Neon Hunk was an American noise music duo from Milwaukee, Wisconsin, active from 2000 to 2004. The group consisted of a husband and wife who performed under the pseudonyms Mothmaster (vocals and synthesizers) and Mossmaster (drums, vocals, and additional synthesizer work). Initially formed in the summer of 2000 under the name Abracadaver, the duo adopted the name Neon Hunk in 2001. Following their disbandment in 2004, both members continued to produce and release music as solo artists.

== Music ==
Neon Hunk's music is characterized by sparse drum and synthesizer arrangements that are generally non-tonal and often employ non-standard, frequently changing time signatures. Their vocals are typically processed through a vocoder, contributing to their distinctive sound. The duo's style integrates elements of progressive and experimental rock, punk, avant-garde electronic noise music, and occasional free improvisation, all unified by a quirky, cartoonish pop sensibility.

Most of their songs are brief, rarely exceeding two minutes; however, their live performances sometimes feature longer, improvised jam sessions, as documented on releases such as Neyan Honkies and the tour-only SECRETS OF THE HUNK.

== Influences ==
Neon Hunk cited a diverse range of musical influences, including heavy metal and progressive rock acts such as Black Sabbath, Melvins, Rush, and Blue Cheer, as well as avant-garde and electronic artists like Ruins, early Devo, and Kraftwerk. In addition to these foundational inspirations, the duo was also influenced by their contemporaries in the underground noise and punk scenes, particularly other artists affiliated with Load Records.

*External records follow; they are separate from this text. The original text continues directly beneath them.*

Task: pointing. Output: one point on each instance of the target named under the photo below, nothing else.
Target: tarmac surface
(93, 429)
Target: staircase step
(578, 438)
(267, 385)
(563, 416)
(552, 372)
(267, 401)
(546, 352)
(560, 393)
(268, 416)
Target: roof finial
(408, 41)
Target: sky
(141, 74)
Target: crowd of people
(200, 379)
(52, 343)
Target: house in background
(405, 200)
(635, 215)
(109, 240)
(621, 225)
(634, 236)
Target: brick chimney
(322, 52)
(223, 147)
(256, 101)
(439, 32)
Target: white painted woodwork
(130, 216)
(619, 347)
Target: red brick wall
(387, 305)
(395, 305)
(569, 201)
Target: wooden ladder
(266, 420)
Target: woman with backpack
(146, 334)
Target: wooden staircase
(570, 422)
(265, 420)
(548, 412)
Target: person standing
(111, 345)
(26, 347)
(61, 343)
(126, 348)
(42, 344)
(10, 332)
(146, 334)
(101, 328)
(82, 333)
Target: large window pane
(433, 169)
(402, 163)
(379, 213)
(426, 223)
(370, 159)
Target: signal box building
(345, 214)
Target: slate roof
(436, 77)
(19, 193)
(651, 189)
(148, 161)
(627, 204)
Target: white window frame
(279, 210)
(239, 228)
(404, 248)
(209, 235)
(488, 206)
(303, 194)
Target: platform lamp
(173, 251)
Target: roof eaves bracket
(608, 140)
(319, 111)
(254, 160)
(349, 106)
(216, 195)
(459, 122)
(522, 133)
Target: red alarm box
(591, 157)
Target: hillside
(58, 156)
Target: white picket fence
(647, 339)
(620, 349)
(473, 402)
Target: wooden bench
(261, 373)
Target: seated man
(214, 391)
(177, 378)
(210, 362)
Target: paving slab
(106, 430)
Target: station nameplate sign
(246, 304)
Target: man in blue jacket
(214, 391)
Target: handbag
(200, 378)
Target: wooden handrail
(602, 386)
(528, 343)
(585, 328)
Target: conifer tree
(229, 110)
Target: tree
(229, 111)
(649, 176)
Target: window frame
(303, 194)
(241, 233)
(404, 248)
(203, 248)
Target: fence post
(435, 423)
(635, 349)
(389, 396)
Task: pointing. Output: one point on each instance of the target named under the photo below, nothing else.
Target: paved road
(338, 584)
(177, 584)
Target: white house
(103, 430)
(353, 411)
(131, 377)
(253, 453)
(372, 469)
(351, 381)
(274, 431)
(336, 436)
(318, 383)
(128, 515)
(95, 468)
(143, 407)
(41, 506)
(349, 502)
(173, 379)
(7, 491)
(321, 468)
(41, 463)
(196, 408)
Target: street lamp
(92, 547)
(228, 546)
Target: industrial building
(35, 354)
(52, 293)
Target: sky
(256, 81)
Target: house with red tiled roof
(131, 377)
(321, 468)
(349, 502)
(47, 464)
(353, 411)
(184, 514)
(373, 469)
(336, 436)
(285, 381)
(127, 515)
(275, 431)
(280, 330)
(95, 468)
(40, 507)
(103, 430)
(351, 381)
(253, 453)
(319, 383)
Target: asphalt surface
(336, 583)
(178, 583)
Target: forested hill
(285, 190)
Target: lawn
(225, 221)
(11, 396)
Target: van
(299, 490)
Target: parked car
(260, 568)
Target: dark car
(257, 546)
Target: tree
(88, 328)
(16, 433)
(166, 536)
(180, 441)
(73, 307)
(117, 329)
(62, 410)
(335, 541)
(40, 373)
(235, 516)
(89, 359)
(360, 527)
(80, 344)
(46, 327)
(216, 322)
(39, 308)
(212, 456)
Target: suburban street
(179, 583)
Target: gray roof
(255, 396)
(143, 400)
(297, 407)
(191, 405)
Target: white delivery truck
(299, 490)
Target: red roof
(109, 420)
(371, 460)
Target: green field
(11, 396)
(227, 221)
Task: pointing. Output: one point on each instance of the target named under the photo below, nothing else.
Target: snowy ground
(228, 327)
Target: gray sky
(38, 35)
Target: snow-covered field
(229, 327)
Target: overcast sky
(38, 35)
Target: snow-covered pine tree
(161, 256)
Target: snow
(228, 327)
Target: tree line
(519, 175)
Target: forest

The group's live performances were noted for their high energy, featuring erratic dance movements and the use of brightly colored, homemade masks and costumes. Their stage presence contributed to a surreal, theatrical atmosphere that complemented their experimental sound.

== Other activity ==
Neon Hunk toured extensively throughout the United States and Canada between 2001 and 2003, participating in both seasonal and regional circuits. They performed alongside experimental and noise acts such as Hair Police, Mammal, Wolf Eyes, The Locust, The Chinese Stars, Kites, and Black Coitus Family. The duo's final live appearance took place in 2004 at the De Stijl Festival in Minneapolis, Minnesota, where they shared the bill with artists including The Dream Aktion Unit, Devendra Banhart, Wooden Wand and the Vanishing Voice, and Dead Machines.

Following the dissolution of Neon Hunk in 2004, both members continued to create and release music independently. Mossmaster has self-released several solo CDrs and, as of 2009, was reportedly working on a full-length album and contributing music for film and video projects.

== Discography ==
- AbraCadaver 7-inch EP (Liquid Death/Hello Pussy Records 2001)
- Split 7-inch EP with My Name is Rar Rar (Liquid Death/Hello Pussy Records 2002)
- SECRETS OF THE HUNK (Self-Released tour only release - two versions with different packaging 2002 & 2003)
- Neyan Honkies Cassette (Heresee 2002)
- Smarmymob (Load Records 2003)
- Split 10-inch EP as Crystal Fantasy with Hair Police (Liquid Death/Hello Pussy Records ??)